The Australian government has set a 23.5% target of renewable energy by the year 2020 as part of Australia's commitment to reduce its greenhouse gas emissions. CSIRO has recently produced an assessment of the ocean wave energy resource in Australia and identified the Southern Margin to be one of the most energetic areas worldwide suitable for the extraction of wave energy for electricity production. While most wave energy projects have been up to now based around single unit devices, recent projects and the long-term aim of this new industry includes deployment of multi-device wave farms, which introduces potential for such projects to provide additional benefits through coastal protection.
Port Fairy, located on the southern coast of Victoria, is home to a wave energy pilot project with BioPower Systems (BPS) having deployed their bioWAVE device at the end of 2015. In the recent years, Port Fairy has also been the subject of multiple high-level coastal processes studies in order to gain a better understanding of present and future coastal hazards.

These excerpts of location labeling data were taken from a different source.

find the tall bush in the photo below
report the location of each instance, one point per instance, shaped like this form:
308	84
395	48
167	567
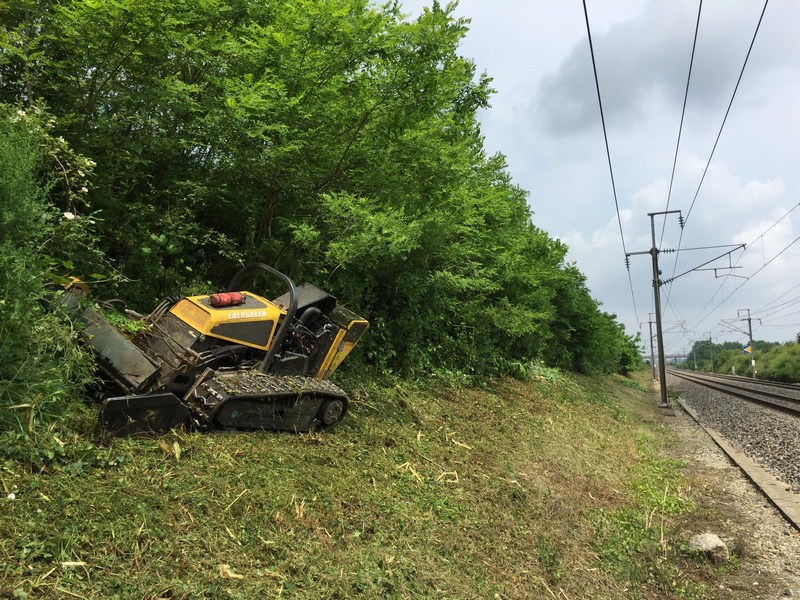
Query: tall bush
41	368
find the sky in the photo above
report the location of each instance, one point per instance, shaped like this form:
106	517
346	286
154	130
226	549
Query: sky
545	118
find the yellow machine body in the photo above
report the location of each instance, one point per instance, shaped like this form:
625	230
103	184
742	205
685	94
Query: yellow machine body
251	323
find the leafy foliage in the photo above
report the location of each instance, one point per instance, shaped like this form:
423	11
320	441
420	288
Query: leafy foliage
39	361
333	139
775	361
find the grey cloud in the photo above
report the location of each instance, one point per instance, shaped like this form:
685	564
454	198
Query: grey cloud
643	66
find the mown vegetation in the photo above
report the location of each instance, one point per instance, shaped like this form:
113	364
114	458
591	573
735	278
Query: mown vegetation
558	487
153	147
774	361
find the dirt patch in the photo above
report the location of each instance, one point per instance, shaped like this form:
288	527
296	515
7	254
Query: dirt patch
765	546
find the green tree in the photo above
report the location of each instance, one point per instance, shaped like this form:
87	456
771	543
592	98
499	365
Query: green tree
40	365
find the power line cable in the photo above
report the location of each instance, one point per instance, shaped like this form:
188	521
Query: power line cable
699	318
727	112
608	153
680	127
719	133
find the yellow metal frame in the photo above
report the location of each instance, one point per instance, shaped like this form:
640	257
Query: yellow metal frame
204	318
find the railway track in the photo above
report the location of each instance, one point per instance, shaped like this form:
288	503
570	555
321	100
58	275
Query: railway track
779	396
756	424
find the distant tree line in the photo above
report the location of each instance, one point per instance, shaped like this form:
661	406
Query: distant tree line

This works aims to assess the potential for wave energy farms, comprising of a large number of wave energy converters (WEC) deployed in an array configuration, to provide coastal protection at the case study site of East Beach in Port Fairy. This assessment is performed using a modified version of an industry standard wave model (SWAN), which allows the incorporation of device-specific WEC characteristics to specify obstacle transmission. The SWAN model was calibrated against both nearshore (ADCP) and offshore (waverider buoys) wave records. The analysis investigated the influence of the number of WECs within the array on the reduction of the transmitted wave height in mild storm conditions, where WECs would be expected to operate.